Gambhir had already been dismissed by then. His century was not quite a scratchy effort, but it had periods where the conviction was missing. It isn't entirely unexpected of a batsman fighting to come back to form. There were the reassuring off-drives and late cuts, and the milking of the spinners to go with it. Along the way he was helped by the generous fielding: 10 overthrows came his way to go with a dropped chance.
Gambhir's day began with two plays-and-misses in the first over, but he saw off the new ball well. Even during the spells when boundaries didn't come regularly, he didn't go out of his way looking for them.
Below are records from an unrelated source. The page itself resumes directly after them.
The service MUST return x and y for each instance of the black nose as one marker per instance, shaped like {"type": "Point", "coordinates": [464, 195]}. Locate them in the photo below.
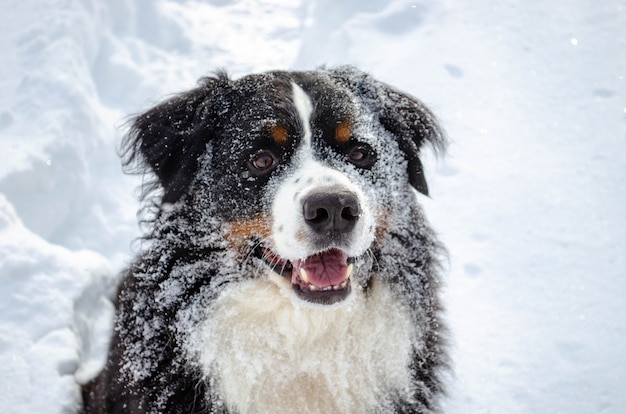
{"type": "Point", "coordinates": [331, 211]}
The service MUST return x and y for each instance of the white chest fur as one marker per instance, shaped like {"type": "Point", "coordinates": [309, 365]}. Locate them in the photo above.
{"type": "Point", "coordinates": [266, 355]}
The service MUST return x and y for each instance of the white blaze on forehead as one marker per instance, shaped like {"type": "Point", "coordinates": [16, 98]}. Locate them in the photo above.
{"type": "Point", "coordinates": [304, 106]}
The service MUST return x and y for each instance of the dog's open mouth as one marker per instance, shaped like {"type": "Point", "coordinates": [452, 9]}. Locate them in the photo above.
{"type": "Point", "coordinates": [321, 278]}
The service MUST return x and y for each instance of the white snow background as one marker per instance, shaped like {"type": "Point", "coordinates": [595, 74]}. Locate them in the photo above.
{"type": "Point", "coordinates": [530, 200]}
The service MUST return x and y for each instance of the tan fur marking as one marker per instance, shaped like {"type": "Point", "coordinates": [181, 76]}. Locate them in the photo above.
{"type": "Point", "coordinates": [343, 132]}
{"type": "Point", "coordinates": [279, 134]}
{"type": "Point", "coordinates": [238, 232]}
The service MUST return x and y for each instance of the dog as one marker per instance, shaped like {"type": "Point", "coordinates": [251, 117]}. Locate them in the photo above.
{"type": "Point", "coordinates": [288, 266]}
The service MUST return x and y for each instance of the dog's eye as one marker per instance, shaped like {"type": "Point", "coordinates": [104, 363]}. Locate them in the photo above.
{"type": "Point", "coordinates": [362, 156]}
{"type": "Point", "coordinates": [263, 163]}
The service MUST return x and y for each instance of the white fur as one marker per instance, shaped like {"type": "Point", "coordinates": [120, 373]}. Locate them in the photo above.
{"type": "Point", "coordinates": [304, 106]}
{"type": "Point", "coordinates": [269, 355]}
{"type": "Point", "coordinates": [289, 227]}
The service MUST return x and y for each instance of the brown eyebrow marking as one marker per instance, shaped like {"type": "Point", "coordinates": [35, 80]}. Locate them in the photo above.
{"type": "Point", "coordinates": [279, 134]}
{"type": "Point", "coordinates": [343, 132]}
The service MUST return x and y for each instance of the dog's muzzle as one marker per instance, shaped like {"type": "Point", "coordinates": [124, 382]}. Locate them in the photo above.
{"type": "Point", "coordinates": [330, 217]}
{"type": "Point", "coordinates": [331, 214]}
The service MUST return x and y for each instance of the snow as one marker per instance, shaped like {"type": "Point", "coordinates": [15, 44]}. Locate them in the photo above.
{"type": "Point", "coordinates": [529, 201]}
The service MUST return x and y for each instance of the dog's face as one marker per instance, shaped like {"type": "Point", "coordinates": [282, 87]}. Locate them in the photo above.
{"type": "Point", "coordinates": [303, 171]}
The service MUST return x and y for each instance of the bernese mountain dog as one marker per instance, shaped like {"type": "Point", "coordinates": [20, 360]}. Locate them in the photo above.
{"type": "Point", "coordinates": [288, 266]}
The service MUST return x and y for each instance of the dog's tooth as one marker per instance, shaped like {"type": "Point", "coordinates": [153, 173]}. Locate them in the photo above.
{"type": "Point", "coordinates": [304, 276]}
{"type": "Point", "coordinates": [349, 271]}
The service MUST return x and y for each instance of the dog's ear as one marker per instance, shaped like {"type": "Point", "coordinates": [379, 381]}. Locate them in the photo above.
{"type": "Point", "coordinates": [405, 117]}
{"type": "Point", "coordinates": [168, 139]}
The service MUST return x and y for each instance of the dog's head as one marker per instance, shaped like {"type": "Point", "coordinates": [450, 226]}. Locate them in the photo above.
{"type": "Point", "coordinates": [304, 171]}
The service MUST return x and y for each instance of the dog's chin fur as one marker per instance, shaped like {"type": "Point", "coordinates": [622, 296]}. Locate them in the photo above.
{"type": "Point", "coordinates": [270, 352]}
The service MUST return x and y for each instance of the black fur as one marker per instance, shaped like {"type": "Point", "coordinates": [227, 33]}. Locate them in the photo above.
{"type": "Point", "coordinates": [194, 146]}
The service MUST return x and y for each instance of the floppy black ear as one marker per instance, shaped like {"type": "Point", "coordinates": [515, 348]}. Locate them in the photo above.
{"type": "Point", "coordinates": [405, 117]}
{"type": "Point", "coordinates": [168, 139]}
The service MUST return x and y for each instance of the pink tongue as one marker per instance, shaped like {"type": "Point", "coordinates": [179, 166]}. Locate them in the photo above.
{"type": "Point", "coordinates": [323, 269]}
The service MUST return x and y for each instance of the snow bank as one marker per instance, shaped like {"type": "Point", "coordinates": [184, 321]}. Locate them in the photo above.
{"type": "Point", "coordinates": [530, 201]}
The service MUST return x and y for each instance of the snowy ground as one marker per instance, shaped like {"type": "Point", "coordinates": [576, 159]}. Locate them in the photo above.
{"type": "Point", "coordinates": [531, 200]}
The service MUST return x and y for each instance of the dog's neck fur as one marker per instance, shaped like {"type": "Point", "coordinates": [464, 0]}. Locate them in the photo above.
{"type": "Point", "coordinates": [271, 356]}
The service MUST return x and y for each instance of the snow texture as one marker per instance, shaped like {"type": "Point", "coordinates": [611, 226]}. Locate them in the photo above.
{"type": "Point", "coordinates": [529, 202]}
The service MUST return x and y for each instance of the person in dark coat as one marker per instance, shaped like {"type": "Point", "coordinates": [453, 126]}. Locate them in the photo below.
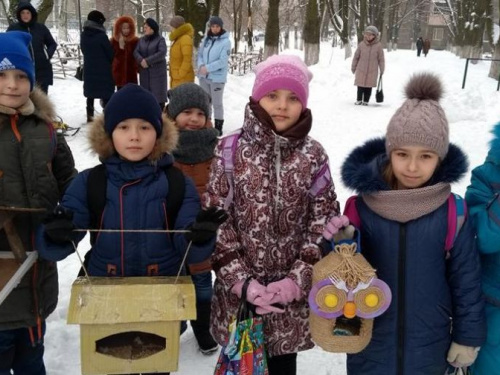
{"type": "Point", "coordinates": [97, 59]}
{"type": "Point", "coordinates": [42, 46]}
{"type": "Point", "coordinates": [427, 46]}
{"type": "Point", "coordinates": [436, 317]}
{"type": "Point", "coordinates": [36, 166]}
{"type": "Point", "coordinates": [151, 56]}
{"type": "Point", "coordinates": [124, 42]}
{"type": "Point", "coordinates": [420, 45]}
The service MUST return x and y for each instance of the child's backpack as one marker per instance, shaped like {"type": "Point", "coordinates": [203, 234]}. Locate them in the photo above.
{"type": "Point", "coordinates": [229, 144]}
{"type": "Point", "coordinates": [96, 199]}
{"type": "Point", "coordinates": [345, 298]}
{"type": "Point", "coordinates": [457, 214]}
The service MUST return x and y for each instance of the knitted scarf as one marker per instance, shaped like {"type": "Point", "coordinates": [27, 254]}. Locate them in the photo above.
{"type": "Point", "coordinates": [409, 204]}
{"type": "Point", "coordinates": [196, 146]}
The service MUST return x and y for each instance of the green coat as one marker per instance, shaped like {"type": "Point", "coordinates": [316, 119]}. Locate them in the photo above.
{"type": "Point", "coordinates": [36, 166]}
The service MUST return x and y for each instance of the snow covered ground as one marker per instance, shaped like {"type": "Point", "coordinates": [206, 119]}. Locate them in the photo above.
{"type": "Point", "coordinates": [338, 125]}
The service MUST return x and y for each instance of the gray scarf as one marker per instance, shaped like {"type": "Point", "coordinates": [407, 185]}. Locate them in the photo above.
{"type": "Point", "coordinates": [196, 146]}
{"type": "Point", "coordinates": [409, 204]}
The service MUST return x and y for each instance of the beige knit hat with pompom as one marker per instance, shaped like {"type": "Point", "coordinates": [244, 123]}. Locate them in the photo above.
{"type": "Point", "coordinates": [420, 121]}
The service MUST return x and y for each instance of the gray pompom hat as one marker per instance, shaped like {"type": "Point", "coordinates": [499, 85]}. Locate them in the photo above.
{"type": "Point", "coordinates": [421, 120]}
{"type": "Point", "coordinates": [188, 95]}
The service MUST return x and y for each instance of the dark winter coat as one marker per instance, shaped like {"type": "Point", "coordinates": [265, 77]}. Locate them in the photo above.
{"type": "Point", "coordinates": [97, 58]}
{"type": "Point", "coordinates": [36, 166]}
{"type": "Point", "coordinates": [420, 44]}
{"type": "Point", "coordinates": [43, 44]}
{"type": "Point", "coordinates": [181, 55]}
{"type": "Point", "coordinates": [366, 63]}
{"type": "Point", "coordinates": [135, 199]}
{"type": "Point", "coordinates": [275, 225]}
{"type": "Point", "coordinates": [153, 78]}
{"type": "Point", "coordinates": [427, 46]}
{"type": "Point", "coordinates": [430, 294]}
{"type": "Point", "coordinates": [124, 65]}
{"type": "Point", "coordinates": [214, 54]}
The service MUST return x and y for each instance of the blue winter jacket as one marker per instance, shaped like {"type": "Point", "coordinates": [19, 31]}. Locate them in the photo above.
{"type": "Point", "coordinates": [214, 53]}
{"type": "Point", "coordinates": [135, 199]}
{"type": "Point", "coordinates": [431, 295]}
{"type": "Point", "coordinates": [483, 199]}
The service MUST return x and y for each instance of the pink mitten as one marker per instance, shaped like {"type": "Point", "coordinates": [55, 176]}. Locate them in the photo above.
{"type": "Point", "coordinates": [334, 225]}
{"type": "Point", "coordinates": [461, 356]}
{"type": "Point", "coordinates": [267, 309]}
{"type": "Point", "coordinates": [256, 292]}
{"type": "Point", "coordinates": [284, 291]}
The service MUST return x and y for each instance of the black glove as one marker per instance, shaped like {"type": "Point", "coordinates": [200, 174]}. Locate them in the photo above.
{"type": "Point", "coordinates": [59, 225]}
{"type": "Point", "coordinates": [206, 224]}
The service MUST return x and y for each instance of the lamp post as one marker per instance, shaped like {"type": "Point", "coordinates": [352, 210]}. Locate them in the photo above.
{"type": "Point", "coordinates": [296, 35]}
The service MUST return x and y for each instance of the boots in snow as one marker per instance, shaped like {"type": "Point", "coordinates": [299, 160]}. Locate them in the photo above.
{"type": "Point", "coordinates": [218, 125]}
{"type": "Point", "coordinates": [201, 328]}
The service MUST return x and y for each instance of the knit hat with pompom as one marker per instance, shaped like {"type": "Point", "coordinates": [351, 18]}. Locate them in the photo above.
{"type": "Point", "coordinates": [420, 121]}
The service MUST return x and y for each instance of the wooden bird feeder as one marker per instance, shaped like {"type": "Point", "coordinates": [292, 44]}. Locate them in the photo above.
{"type": "Point", "coordinates": [130, 324]}
{"type": "Point", "coordinates": [15, 262]}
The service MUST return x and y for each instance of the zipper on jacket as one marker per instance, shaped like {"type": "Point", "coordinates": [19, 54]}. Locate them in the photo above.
{"type": "Point", "coordinates": [401, 300]}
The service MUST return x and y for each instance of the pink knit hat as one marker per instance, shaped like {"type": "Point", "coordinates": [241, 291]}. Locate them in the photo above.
{"type": "Point", "coordinates": [282, 72]}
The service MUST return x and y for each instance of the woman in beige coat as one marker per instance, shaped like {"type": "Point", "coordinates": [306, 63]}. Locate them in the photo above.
{"type": "Point", "coordinates": [367, 61]}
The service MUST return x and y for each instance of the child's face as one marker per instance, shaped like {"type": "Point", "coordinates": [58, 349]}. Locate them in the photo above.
{"type": "Point", "coordinates": [14, 88]}
{"type": "Point", "coordinates": [283, 106]}
{"type": "Point", "coordinates": [26, 15]}
{"type": "Point", "coordinates": [134, 139]}
{"type": "Point", "coordinates": [125, 29]}
{"type": "Point", "coordinates": [413, 166]}
{"type": "Point", "coordinates": [191, 119]}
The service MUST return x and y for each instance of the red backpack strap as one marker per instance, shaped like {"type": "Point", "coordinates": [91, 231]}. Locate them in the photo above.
{"type": "Point", "coordinates": [351, 212]}
{"type": "Point", "coordinates": [228, 144]}
{"type": "Point", "coordinates": [457, 213]}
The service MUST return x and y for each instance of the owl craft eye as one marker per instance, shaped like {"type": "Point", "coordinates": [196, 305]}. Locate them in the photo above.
{"type": "Point", "coordinates": [374, 300]}
{"type": "Point", "coordinates": [326, 300]}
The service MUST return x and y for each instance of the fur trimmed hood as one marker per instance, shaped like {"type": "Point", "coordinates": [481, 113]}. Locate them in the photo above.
{"type": "Point", "coordinates": [38, 104]}
{"type": "Point", "coordinates": [102, 144]}
{"type": "Point", "coordinates": [118, 25]}
{"type": "Point", "coordinates": [362, 169]}
{"type": "Point", "coordinates": [494, 153]}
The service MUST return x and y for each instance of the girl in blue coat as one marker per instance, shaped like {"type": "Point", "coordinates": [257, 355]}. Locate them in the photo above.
{"type": "Point", "coordinates": [483, 199]}
{"type": "Point", "coordinates": [436, 316]}
{"type": "Point", "coordinates": [134, 141]}
{"type": "Point", "coordinates": [212, 65]}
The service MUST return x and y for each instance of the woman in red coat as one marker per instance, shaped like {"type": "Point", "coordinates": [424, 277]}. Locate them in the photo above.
{"type": "Point", "coordinates": [124, 41]}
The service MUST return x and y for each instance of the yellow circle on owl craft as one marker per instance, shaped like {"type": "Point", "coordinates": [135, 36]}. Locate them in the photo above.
{"type": "Point", "coordinates": [331, 300]}
{"type": "Point", "coordinates": [371, 300]}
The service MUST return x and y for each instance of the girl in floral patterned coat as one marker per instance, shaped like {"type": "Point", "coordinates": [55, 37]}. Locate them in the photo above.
{"type": "Point", "coordinates": [281, 197]}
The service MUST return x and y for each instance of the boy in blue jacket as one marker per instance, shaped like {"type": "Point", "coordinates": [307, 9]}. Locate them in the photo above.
{"type": "Point", "coordinates": [134, 141]}
{"type": "Point", "coordinates": [436, 316]}
{"type": "Point", "coordinates": [483, 199]}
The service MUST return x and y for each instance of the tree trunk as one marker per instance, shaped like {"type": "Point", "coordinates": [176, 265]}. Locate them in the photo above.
{"type": "Point", "coordinates": [311, 53]}
{"type": "Point", "coordinates": [495, 65]}
{"type": "Point", "coordinates": [62, 31]}
{"type": "Point", "coordinates": [271, 44]}
{"type": "Point", "coordinates": [311, 33]}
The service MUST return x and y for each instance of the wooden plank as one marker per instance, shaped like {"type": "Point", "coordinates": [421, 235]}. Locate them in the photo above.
{"type": "Point", "coordinates": [113, 300]}
{"type": "Point", "coordinates": [18, 275]}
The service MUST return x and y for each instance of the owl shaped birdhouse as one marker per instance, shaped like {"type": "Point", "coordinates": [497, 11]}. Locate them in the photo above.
{"type": "Point", "coordinates": [131, 324]}
{"type": "Point", "coordinates": [345, 298]}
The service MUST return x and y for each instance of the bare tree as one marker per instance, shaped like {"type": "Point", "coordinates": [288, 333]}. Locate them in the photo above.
{"type": "Point", "coordinates": [271, 44]}
{"type": "Point", "coordinates": [495, 65]}
{"type": "Point", "coordinates": [62, 16]}
{"type": "Point", "coordinates": [311, 33]}
{"type": "Point", "coordinates": [340, 21]}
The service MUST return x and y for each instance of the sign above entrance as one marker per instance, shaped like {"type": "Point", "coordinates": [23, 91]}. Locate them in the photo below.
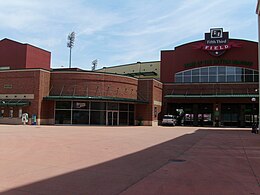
{"type": "Point", "coordinates": [216, 42]}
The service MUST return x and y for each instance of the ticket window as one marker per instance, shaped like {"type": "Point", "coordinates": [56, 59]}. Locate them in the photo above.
{"type": "Point", "coordinates": [20, 113]}
{"type": "Point", "coordinates": [2, 113]}
{"type": "Point", "coordinates": [11, 113]}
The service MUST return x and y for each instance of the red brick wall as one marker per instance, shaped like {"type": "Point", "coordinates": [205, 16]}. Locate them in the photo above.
{"type": "Point", "coordinates": [19, 56]}
{"type": "Point", "coordinates": [149, 90]}
{"type": "Point", "coordinates": [93, 84]}
{"type": "Point", "coordinates": [27, 82]}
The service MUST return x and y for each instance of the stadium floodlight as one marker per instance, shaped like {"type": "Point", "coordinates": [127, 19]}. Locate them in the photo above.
{"type": "Point", "coordinates": [94, 64]}
{"type": "Point", "coordinates": [70, 44]}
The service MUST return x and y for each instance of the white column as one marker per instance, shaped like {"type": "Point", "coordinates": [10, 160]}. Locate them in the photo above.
{"type": "Point", "coordinates": [258, 70]}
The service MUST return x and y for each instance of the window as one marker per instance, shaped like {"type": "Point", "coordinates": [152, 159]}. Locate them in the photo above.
{"type": "Point", "coordinates": [217, 74]}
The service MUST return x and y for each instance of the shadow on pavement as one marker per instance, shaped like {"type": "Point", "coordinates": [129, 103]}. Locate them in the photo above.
{"type": "Point", "coordinates": [118, 175]}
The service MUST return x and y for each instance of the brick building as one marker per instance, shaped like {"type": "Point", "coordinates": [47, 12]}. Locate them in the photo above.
{"type": "Point", "coordinates": [71, 96]}
{"type": "Point", "coordinates": [213, 81]}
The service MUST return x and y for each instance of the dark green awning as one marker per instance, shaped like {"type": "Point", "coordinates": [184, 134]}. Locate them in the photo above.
{"type": "Point", "coordinates": [14, 103]}
{"type": "Point", "coordinates": [212, 96]}
{"type": "Point", "coordinates": [98, 98]}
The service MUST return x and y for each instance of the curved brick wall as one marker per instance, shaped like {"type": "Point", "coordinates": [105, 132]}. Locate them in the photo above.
{"type": "Point", "coordinates": [93, 84]}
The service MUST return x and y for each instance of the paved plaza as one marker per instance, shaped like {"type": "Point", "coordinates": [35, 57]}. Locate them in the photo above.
{"type": "Point", "coordinates": [72, 160]}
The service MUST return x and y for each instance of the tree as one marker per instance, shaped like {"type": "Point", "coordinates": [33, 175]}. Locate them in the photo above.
{"type": "Point", "coordinates": [70, 44]}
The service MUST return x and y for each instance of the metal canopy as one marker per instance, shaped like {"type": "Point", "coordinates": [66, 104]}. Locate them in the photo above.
{"type": "Point", "coordinates": [211, 96]}
{"type": "Point", "coordinates": [14, 103]}
{"type": "Point", "coordinates": [100, 98]}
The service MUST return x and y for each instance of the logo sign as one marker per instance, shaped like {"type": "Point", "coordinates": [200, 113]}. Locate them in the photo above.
{"type": "Point", "coordinates": [216, 42]}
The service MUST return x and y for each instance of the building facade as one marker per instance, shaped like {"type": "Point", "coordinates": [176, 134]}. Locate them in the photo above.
{"type": "Point", "coordinates": [71, 96]}
{"type": "Point", "coordinates": [146, 70]}
{"type": "Point", "coordinates": [214, 82]}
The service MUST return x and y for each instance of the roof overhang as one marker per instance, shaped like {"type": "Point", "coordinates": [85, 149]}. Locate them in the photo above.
{"type": "Point", "coordinates": [96, 98]}
{"type": "Point", "coordinates": [12, 103]}
{"type": "Point", "coordinates": [212, 96]}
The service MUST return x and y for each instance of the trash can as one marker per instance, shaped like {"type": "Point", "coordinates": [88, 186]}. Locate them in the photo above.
{"type": "Point", "coordinates": [34, 119]}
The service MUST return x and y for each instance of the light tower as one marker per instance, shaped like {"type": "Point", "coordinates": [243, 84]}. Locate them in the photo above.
{"type": "Point", "coordinates": [70, 44]}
He left well on length, and reacted well to the fuller change-up deliveries, either driving them down the ground or clipping them to leg.
The first blip in concentration came in the last over before lunch when Gambhir went driving at a wide delivery, but was dropped at second slip by Ashley Nurse. He was 56 then. Soon after lunch other elements would test his concentration. In the first over after the interval, wicketkeeper Jahmar Hamilton hurt his finger, handing the gloves over to Jonathan Carter, who looked pretty uncomfortable but there was no better option around. Soon Carter hurt his finger too, and Nurse had to don the gloves. While that was happening, bees attacked the field. The crowd went wild. Minutes were wasted, and the batsmen wondered what was going on.
By the time Nurse took a knock himself, the match referee had allowed West Indies A to use the specialist wicketkeeper Chadwick Walton, who had sat out this game. Even as the surreal session went ahead, the odd delivery would jump out of nowhere. Gambhir was 85 when he tried his dab to third man, but was beaten by a stinger from Delorn Johnson.
When Gambhir was 93, the tea break arrived. After the break he went from 93 to 99 without fuss, but grew awfully nervous on one run short of the hundred. The first two balls on 99 went well, but the next six were excruciating even as the 15,000 spectators cheered him on. He tried to rock back and cut, he tried to step out and loft, on the odd occasion he began to run after hitting straight, and also survived a loud lbw shout when he played Nurse across the line.
Finally Nurse provided him a long hop, which Gambhir pulled in the air - not high enough to go over the head of a fielder - but in the gap between the two midwickets placed for him. Gambhir couldn't carry on for much longer. When he went back to cut Narsingh Deonarine, he went too deep into the crease, the bat came down on the middle stump, after which the ball hit the stumps.
Gambhir was given out bowled. Just like "bowled" takes precedence even though a decision against a batsman for any other method of dismissal is justified, the Tendulkar news was bound to take precedence.